Domingo Bryant

No. 23, 38
- Position: Safety

Personal information
- Born: December 8, 1963 (age 62) Nacogdoches, Texas, U.S.
- Listed height: 6 ft 4 in (1.93 m)
- Listed weight: 178 lb (81 kg)

Career information
- High school: Garrison (Garrison, Texas)
- College: Texas A&M (1982—1985)
- NFL draft: 1986: 6th round, 148th overall pick

Career history
- Pittsburgh Steelers (1986)*; Houston Oilers (1987–1988); New York Jets (1988); Houston Oilers (1988); Pittsburgh Gladiators (1990);
- * Offseason or practice squad member only

Awards and highlights
- Second-team All-SWC (1982);

Career NFL statistics
- Interceptions: 7
- Fumble recoveries: 1
- Touchdowns: 1
- Stats at Pro Football Reference
- Stats at ArenaFan.com

= Domingo Bryant =

American football player (born 1963)

Domingo Garcia Bryant (born December 8, 1963) is an American former professional football player who was a safety for two seasons with the Houston Oilers of the National Football League (NFL). He was selected by the Pittsburgh Steelers in the sixth round of the 1986 NFL draft after playing college football for the Texas A&M Aggies. He also played for the Pittsburgh Gladiators of the Arena Football League (AFL).

==Early life==
Domingo Garcia Bryant was born on December 8, 1963, in Nacogdoches, Texas. He attended Garrison High School in Garrison, Texas. He worked in a flower shop the summer after high school.

==College career==
Bryant was a four-year letterman for the Aggies of Texas A&M University from 1982 to 1985. He was the first freshman defensive back to start for the Aggies since 1972. He made two interceptions in 1982 and earned Associated Press second-team All-Southwest Conference (SWC) honors. He recorded one interception in 1983 and two interceptions for 47 yards and one touchdown in 1984. As a senior in 1985, Bryant had four interceptions for 95 yards and two touchdowns. His interception return yards were the most in the SWC that season and his two interception return touchdowns were tied for the SWC-lead.

==Professional career==
Bryant was selected by the Pittsburgh Steelers in the sixth round, with the 148th overall pick, of the 1986 NFL draft. He officially signed with the team on July 10. He was waived by the Steelers on September 4, 1986.

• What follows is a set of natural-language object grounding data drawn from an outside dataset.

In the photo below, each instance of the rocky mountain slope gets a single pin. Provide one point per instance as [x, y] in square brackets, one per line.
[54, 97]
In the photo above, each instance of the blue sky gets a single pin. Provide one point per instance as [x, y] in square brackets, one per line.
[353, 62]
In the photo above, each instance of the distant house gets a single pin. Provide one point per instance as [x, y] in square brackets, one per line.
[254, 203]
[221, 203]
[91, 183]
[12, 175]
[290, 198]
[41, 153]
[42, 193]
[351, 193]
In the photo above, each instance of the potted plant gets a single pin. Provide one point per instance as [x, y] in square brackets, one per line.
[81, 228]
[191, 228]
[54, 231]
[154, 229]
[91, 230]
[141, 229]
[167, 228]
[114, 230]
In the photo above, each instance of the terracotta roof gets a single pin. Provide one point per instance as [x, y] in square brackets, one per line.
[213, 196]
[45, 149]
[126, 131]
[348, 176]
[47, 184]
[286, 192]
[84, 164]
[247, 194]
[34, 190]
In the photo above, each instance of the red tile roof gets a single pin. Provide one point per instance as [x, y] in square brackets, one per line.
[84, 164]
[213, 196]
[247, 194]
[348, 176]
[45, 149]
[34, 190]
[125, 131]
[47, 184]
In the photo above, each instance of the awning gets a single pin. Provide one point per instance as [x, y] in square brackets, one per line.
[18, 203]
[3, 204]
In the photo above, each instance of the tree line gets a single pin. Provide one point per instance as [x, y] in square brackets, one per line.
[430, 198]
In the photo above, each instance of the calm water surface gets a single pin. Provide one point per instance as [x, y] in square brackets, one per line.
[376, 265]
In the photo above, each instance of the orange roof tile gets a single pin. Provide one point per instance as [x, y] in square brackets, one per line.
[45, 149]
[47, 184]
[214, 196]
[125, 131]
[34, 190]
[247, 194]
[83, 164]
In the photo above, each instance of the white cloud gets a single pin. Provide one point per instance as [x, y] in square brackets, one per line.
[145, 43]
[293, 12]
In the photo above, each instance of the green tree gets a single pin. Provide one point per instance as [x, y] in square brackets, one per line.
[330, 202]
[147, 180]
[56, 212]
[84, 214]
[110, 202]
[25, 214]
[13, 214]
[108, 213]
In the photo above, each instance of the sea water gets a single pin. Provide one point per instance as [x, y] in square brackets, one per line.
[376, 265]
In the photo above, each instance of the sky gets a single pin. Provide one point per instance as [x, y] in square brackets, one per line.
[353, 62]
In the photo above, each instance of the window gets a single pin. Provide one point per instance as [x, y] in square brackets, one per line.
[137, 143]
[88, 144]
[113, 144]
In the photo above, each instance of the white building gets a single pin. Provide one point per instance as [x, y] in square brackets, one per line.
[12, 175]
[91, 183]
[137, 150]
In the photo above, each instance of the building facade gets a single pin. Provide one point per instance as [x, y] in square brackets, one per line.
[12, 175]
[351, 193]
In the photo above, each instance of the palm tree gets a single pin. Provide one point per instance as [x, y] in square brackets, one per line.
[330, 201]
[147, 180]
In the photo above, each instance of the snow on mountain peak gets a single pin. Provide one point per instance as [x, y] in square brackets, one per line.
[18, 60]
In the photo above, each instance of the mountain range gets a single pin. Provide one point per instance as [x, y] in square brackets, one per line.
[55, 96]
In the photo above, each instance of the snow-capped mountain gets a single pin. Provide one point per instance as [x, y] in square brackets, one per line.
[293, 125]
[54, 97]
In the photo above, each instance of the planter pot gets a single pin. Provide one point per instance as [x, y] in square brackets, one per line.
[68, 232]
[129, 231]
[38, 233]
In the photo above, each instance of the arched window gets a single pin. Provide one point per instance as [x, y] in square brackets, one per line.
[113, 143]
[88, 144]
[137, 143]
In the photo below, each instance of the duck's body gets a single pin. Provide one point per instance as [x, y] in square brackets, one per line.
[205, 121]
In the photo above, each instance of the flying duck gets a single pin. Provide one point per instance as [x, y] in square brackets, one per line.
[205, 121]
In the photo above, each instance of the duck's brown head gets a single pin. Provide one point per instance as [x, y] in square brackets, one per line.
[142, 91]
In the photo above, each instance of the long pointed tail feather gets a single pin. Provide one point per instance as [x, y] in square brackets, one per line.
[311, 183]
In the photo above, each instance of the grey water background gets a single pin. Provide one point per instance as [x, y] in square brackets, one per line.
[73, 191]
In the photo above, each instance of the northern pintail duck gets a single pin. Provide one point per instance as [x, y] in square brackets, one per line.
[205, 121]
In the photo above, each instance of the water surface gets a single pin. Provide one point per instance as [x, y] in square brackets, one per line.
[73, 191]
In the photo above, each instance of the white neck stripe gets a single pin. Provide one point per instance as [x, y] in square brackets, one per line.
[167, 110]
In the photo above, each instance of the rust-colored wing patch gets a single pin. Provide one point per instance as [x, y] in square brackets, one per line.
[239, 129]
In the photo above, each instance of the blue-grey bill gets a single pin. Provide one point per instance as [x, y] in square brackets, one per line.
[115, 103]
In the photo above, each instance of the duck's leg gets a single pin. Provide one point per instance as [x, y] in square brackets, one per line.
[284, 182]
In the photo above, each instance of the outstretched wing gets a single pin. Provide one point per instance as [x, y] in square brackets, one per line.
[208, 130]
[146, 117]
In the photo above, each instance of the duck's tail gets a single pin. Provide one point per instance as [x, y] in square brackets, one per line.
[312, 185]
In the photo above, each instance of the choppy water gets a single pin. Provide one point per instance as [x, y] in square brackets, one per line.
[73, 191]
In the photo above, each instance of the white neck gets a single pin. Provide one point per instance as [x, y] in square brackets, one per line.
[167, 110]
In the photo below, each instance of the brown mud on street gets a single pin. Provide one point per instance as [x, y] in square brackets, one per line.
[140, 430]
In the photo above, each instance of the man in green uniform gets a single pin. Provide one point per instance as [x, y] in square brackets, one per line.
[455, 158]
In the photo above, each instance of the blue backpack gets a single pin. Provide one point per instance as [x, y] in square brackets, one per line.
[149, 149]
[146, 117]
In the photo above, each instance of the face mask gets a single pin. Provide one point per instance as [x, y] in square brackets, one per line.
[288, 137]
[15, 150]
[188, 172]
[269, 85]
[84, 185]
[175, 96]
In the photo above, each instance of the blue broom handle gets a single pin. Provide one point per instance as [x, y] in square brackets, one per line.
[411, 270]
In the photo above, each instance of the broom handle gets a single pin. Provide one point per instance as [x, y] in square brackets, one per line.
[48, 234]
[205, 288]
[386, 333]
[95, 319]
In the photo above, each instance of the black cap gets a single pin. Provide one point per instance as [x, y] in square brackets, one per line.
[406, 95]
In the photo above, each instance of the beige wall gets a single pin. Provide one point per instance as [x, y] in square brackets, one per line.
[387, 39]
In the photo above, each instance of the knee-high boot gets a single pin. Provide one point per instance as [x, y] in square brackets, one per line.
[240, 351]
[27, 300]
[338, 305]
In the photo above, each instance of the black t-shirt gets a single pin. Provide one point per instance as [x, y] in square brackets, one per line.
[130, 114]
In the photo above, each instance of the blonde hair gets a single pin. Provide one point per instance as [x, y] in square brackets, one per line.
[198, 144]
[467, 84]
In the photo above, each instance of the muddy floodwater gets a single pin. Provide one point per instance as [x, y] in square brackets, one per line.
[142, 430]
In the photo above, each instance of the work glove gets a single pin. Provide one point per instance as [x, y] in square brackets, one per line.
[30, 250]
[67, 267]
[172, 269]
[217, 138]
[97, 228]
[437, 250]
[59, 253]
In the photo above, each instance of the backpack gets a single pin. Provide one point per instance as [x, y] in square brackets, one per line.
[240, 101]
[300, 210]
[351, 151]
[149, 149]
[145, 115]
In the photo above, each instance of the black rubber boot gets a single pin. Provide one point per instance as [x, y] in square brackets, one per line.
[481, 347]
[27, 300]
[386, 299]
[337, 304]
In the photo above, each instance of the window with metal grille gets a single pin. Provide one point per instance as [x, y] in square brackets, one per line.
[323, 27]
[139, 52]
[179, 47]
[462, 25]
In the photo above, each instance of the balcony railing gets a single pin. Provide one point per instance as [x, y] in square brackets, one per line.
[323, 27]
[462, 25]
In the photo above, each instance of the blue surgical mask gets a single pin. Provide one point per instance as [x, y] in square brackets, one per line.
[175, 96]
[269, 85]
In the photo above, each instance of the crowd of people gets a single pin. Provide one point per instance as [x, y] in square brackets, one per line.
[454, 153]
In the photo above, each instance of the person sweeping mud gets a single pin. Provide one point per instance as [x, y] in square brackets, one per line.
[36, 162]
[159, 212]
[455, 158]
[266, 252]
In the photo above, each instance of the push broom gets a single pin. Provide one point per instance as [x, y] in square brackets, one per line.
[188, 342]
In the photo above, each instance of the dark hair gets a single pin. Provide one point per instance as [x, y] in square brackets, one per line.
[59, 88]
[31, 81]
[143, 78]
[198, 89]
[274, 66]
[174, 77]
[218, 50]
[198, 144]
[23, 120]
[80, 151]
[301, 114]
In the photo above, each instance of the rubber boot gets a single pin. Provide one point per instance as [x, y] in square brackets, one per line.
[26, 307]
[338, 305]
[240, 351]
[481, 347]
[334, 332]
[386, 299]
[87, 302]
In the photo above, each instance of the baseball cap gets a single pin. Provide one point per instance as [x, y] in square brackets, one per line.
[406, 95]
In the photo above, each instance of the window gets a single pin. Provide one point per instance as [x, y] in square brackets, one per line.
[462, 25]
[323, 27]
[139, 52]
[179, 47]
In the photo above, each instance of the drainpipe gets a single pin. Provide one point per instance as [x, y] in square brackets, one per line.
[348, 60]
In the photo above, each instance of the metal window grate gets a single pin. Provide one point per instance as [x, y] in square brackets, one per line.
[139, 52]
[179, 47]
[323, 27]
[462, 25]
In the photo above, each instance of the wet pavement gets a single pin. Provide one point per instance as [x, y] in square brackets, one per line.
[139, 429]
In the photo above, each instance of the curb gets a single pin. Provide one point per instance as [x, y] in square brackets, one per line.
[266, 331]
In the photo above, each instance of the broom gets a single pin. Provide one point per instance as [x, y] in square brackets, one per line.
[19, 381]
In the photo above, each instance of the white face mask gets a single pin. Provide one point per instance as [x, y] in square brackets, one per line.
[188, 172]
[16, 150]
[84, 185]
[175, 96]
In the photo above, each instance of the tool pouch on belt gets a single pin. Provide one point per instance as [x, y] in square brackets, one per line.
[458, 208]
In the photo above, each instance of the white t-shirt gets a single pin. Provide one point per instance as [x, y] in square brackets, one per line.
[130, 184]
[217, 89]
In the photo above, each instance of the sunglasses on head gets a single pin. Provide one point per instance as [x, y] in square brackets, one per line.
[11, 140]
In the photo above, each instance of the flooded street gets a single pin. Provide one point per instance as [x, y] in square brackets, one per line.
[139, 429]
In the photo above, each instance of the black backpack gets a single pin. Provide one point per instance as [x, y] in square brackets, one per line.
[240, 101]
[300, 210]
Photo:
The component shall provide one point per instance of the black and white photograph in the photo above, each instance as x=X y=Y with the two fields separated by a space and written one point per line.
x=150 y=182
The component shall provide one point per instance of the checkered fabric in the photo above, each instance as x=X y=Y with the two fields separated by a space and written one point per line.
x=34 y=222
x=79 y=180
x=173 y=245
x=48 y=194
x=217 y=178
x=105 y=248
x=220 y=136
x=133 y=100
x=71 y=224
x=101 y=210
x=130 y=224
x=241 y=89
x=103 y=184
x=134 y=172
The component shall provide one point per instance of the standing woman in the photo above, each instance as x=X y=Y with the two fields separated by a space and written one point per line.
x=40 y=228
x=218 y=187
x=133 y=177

Bryant signed a futures contract with the Houston Oilers on November 13, 1986. He was waived on September 1, 1987, but later re-signed on September 23, 1987, during the 1987 NFL players strike. He stayed with the team after the strike was over. Overall he played in 13 games, starting three, during the 1987 season, recording four interceptions and one fumble recovery. Bryant also appeared in two playoff games that year. He played in the first seven games of the 1988 season and made one interception before being waived on October 17, 1988.

Bryant was claimed off waivers by the New York Jets on October 18, 1988. He was waived on October 24, 1988, without appearing in a game.

Bryant re-signed with the Oilers on November 3, 1988. He played in seven more games for the Oilers in 1988, recording two more interceptions for 56 yards and a touchdown. He also appeared in two playoff games that year. He was waived by the Oilers on September 4, 1989.

Bryant played in seven games for the Pittsburgh Gladiators of the Arena Football League (AFL) in 1990, totaling 25 solo tackles, 15 assisted tackles, two forced fumbles, seven pass breakups, and one interception that he returned 23 yards for a touchdown.